A cerebral or intra-cranial aneurysm (IA) is a pathological saccular bulge occurring
in the cerebral arteries of the brain. These structures have a propensity to rupture due
to their structurally deficient arising from their pathological nature. A ruptured IA can
have disastrous or fatal consequence for a patient. Surgical intervention furthermore carries
its own innate risks. Therefore, an understanding of IA initiation, growth and rupture
remains imperative in the treatment of the disease. However, these processes remain poorly
understood.
Hemodynamics, the mechanical forces imparted on the vessel wall from the flowing blood
contained within, is thought to be a substantial contributing factor in the progression of the
disease. The study of aneurysmal hemodynamics and their impact on the aneurysm wall
remains challenging due to the inaccessibility from their location deep within the brain
that clinicians are faced with. Therefore, computational fluid dynamics (CFD) studies are
frequently utilized in the study of aneurysmal heodynamics.

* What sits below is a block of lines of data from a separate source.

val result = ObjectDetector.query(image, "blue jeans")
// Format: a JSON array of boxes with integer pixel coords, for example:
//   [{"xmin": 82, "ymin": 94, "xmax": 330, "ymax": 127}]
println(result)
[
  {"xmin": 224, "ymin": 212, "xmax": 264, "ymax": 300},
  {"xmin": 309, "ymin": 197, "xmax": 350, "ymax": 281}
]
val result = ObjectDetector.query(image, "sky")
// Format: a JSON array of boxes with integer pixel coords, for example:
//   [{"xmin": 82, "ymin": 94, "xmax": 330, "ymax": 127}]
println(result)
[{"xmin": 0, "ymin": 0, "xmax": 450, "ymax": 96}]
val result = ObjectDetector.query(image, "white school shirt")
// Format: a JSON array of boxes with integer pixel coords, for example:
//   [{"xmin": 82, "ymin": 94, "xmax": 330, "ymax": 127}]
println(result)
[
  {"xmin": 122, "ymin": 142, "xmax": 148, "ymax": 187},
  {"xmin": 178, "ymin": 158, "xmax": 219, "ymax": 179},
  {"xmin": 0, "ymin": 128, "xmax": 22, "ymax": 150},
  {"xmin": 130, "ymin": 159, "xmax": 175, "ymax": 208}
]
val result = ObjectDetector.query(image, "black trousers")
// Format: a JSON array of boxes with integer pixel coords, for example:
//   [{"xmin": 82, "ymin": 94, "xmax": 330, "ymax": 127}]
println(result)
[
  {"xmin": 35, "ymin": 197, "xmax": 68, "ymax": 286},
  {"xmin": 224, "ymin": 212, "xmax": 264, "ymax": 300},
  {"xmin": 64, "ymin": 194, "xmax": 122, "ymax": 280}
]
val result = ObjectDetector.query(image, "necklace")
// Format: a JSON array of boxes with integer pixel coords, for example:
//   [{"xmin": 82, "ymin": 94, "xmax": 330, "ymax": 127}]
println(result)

The work herein focuses on advancing the study of aneurysmal hemodynamics in four
major areas. The first is an extensive categorization of the blood flow waveforms found within
the cerebral circulation from a uniquely large data-set of 272 cardiovascular patent waveforms
that quantifies the impact on the hemodynamics from the variation in this large data-set. The
second section focuses on quantifying the multi-parameter relationship between aneurysmal
geometry and intra-saccular flow-structure via parametric study. The third section explores
the impact of the pathological morphology of aneurysms on the blood’s ability to transport
oxygen to the wall tissue within the aneurysm. Finally, this work identifies geometric features
additional to those previously known which initiate pathological high-frequency fluctuations
in the blood flow and examines possible solution strategies in answering the open question
as to what impact do these flow features have on the development of IAs.